Bildungspolitik Aufstieg durch Bildung gestaltet sich schwierig

Bildung: Nur wenige schaffen den Aufstieg. Bildung: Nur wenige schaffen den Aufstieg. Foto: Xenia B. / pixelio.de ➧

Vor Kurzem wurde die alljährlich erscheinende OECD-Studie „Bildung auf einen Blick“ veröffentlicht. Sie kommt unter anderem zu der Erkenntnis, dass die Jungen geringere Chancen auf einen „Bildungsaufstieg“ haben. Lediglich ein Viertel schafft es weiter als die Eltern. Zudem hinkt Österreich bei der Akademikerquote hinterher.

Die gute Nachricht vorweg: Die Studie attestiert dem Land ein allgemein hohes Bildungsniveau. Knapp 82 Prozent der Schulabgänger haben einen Martura- oder Lehr-Abschluss die Sekundarstufe II erfolgreich absolviert. Für den Bildungsaufstieg in Österreich ist dies eine erhebliche Hürde – mindestens eine Post-Matura-Ausbildung wie Fachhochschule, Kolleg oder Uni ist dafür notwendig.

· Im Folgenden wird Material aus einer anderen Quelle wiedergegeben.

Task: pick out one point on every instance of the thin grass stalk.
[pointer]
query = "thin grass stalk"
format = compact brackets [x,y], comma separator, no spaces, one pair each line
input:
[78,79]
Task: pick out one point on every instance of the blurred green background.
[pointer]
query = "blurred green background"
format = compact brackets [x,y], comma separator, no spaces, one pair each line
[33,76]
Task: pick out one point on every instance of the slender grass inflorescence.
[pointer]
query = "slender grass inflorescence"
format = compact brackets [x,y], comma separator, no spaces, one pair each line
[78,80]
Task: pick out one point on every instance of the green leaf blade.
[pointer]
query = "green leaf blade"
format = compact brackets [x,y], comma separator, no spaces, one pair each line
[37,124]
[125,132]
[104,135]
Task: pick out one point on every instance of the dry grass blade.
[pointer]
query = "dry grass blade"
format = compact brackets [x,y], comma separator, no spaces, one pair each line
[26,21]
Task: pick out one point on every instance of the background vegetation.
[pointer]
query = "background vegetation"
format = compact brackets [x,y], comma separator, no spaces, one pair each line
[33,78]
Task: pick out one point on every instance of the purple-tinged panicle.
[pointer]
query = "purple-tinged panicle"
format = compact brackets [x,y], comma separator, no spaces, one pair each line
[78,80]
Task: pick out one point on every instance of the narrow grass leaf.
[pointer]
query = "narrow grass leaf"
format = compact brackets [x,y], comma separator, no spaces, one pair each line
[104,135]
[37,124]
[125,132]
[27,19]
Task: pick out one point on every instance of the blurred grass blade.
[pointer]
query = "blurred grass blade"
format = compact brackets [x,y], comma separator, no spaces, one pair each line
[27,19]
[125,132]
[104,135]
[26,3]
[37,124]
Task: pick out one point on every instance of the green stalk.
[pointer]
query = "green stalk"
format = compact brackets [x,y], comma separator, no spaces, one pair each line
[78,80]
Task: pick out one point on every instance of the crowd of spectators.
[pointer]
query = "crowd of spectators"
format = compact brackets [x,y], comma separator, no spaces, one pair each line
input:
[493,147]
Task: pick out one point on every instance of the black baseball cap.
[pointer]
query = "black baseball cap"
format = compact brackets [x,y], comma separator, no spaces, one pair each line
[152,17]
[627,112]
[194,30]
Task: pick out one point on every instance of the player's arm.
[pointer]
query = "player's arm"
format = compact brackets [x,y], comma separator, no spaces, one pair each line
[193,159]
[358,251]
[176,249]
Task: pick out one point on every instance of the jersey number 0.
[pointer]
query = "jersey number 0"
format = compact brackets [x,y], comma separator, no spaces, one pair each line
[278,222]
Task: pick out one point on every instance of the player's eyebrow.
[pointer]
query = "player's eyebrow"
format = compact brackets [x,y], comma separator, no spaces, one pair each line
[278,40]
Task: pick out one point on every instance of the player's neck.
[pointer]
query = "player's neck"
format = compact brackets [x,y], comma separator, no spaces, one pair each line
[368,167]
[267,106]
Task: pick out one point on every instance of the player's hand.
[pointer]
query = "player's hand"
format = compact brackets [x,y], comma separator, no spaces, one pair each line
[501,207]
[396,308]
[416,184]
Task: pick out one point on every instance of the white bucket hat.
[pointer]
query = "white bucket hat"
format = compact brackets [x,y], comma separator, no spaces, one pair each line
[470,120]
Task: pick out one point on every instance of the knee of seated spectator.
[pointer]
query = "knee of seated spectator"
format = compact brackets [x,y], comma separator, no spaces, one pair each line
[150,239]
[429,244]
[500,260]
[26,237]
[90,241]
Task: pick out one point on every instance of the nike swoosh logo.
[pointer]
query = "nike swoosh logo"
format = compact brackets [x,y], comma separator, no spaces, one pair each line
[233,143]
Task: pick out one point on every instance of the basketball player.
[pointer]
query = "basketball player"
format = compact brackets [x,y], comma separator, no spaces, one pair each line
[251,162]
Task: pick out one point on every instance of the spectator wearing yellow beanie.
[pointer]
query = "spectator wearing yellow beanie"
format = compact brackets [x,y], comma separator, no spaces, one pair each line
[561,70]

Der Aufstieg durch Bildung sei laut OECD – Experte Andreas Schleicher jedoch „relativ schwach ausgeprägt“. Das verwundert, immerhin ist es der Wunsch einer Mehrheit der Eltern, dass die Kinder es einmal besser haben werden. Lediglich 26 Prozent der nicht (mehr) studierenden 25- bis 34- Jährigen erreicht einen höheren Bildungsstand als die Eltern. Österreich findet sich damit an siebtletzter Stelle im OECD-Schnitt wieder. Insgesamt liegt dieser bei 37 Prozent.

Höheres Bildungsniveau schafft finanzielle Vorteile

Ein höheres Bildungsniveau bedeutet gleichzeitig entscheidende finanzielle Vorteile und das nicht nur für den Einzelnen, sondern auch für den Staat. Nur in den USA und in Luxemburg ist ein Unidiplom von höherem Wert als in Österreich. Hierzulande sind die öffentlichen Erträge der akademischen Bildung immens hoch, auch die Kosten für eine universitäre Ausbildung werden um ein Vielfaches überstiegen, so Schleicher. Bei jedem Tertiärabsolventen liegt der Gewinn des Staates bei 132.000 Dollar.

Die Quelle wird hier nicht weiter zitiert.